Introduction to STMO
⚠ As of August 2021, Looker is considered the preferred solution for data exploration and visualization at Mozilla where possible. If you have any questions about where or when to use STMO, see getting help.
sql.telemetry.mozilla.org
(STMO) is Mozilla's installation of the Redash data analysis and dashboarding tool. As the name and URL imply, the effective use of this tool requires familiarity with SQL, with which all of the tool's data extraction and analysis are performed.
Access to STMO is limited to Mozilla employees and designated contributors. For more information, see gaining access.
STMO Concepts
You need to use the following building blocks from which analyses in STMO are constructed:
- Queries
- Visualizations
- Dashboards
Queries
STMO's basic unit of analysis is a query. A query is a block of SQL code that
extracts and optionally transforms data from a single data source. Queries
can vary widely in complexity. Some queries are simply one liners (e.g., SELECT some_field FROM tablename LIMIT 10
) while others span over many pages, almost like small programs.
The raw output from a query is tabular data. Each row represents one set of return values for the query's output columns. You can run a query manually or specify a refresh schedule that executes automatically after a specified interval of time.
Visualizations
Tabular data is great, but rarely is a grid of values the best way to make sense of your data. You can associate each query with multiple visualizations. Each visualization can render the extracted data in a format that makes it easy to interpret your data.

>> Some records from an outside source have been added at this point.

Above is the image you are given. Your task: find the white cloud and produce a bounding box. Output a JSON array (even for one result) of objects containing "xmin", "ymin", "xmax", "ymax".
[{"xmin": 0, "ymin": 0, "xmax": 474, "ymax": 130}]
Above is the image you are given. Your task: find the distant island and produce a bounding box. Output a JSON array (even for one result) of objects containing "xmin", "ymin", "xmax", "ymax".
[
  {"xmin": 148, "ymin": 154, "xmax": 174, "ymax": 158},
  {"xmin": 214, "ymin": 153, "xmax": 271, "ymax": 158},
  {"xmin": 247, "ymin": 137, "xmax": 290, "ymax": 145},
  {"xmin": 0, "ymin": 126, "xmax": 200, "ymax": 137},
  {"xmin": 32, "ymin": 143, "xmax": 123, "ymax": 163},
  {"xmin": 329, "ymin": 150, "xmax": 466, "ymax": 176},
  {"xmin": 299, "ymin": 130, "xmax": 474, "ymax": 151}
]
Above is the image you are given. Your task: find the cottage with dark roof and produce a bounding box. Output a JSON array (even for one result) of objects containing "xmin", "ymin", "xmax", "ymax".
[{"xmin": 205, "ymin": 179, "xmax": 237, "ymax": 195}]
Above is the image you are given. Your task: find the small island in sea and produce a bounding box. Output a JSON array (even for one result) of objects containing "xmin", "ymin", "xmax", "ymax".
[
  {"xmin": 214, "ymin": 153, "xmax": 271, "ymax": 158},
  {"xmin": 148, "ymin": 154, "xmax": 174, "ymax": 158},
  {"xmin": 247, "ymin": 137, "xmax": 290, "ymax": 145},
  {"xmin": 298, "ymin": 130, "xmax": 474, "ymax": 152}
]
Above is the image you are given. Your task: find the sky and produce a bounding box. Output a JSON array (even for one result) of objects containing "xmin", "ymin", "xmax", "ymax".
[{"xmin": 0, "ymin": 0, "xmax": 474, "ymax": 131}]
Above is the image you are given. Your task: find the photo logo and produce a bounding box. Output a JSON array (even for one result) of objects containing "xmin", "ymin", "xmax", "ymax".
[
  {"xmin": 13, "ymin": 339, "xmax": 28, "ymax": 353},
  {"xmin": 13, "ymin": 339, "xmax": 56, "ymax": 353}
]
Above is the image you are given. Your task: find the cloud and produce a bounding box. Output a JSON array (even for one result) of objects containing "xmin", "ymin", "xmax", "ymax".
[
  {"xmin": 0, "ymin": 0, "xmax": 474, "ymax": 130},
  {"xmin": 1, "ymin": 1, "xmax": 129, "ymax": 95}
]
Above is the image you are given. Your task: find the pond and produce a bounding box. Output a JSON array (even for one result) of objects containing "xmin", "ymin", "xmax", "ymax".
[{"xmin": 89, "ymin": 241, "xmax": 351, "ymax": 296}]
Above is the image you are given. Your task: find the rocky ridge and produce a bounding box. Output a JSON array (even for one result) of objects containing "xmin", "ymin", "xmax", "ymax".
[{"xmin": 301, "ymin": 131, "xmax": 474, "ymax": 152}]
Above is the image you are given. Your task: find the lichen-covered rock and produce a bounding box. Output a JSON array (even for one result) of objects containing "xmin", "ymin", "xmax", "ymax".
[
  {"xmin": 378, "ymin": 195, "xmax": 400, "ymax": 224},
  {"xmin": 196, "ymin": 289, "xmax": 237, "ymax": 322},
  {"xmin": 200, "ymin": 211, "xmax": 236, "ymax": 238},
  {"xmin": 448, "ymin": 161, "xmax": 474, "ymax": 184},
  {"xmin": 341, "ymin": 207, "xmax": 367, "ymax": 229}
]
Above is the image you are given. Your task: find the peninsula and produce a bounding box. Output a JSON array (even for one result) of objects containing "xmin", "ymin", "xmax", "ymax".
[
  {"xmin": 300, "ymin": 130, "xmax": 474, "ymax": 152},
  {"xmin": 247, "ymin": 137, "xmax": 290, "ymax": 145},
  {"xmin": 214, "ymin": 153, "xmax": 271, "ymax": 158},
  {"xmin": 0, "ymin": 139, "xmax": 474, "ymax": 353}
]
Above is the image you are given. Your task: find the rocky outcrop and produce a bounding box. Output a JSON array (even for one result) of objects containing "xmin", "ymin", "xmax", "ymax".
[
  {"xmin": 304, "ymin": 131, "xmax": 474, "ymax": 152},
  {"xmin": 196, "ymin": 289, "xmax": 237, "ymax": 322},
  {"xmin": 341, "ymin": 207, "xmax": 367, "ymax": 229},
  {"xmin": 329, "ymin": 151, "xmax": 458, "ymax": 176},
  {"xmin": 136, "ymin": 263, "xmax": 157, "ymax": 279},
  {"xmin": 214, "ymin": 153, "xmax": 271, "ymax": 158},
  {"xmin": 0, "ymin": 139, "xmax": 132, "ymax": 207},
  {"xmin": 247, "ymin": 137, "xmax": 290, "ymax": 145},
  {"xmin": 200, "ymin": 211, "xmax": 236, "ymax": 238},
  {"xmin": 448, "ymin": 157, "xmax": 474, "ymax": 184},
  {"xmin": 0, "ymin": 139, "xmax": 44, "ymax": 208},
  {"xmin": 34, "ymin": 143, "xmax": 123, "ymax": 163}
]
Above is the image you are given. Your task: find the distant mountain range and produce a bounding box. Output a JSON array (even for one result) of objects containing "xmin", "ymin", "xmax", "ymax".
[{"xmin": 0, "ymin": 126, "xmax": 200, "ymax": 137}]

There are many visualization types, including charts (line, bar, area, pie, etc.), counters, maps, pivot tables, and more. You can use each visualization type that provides a set of configuration parameters to specify how to map from the raw query output to the desired visualization. Some visualization types make demands of the query output. For example, a map visualization requires each row to include a longitude value and a latitude value.
Dashboards
A dashboard is a collection of visualizations that is combined into a single visual presentation for your convenience. A dashboard is decoupled from any particular queries. Although you can include multiple visualizations from a single query in one dashboard, it is not required. Users can add any visualizations that they can access to any dashboards they have created.
Data Sources
SQL provides the ability to extract and manipulate the data, but you won't get very far without having some familiarity with what data is actually available, and how that data is structured. Each query in STMO is associated with exactly one data source, and you have to know ahead of time which data source contains the information that you need. One of the most commonly used data sources is called Telemetry (BigQuery), which contains most of the data that is obtained from telemetry pings received from Firefox clients. BigQuery refers to Google's BigQuery data warehouse.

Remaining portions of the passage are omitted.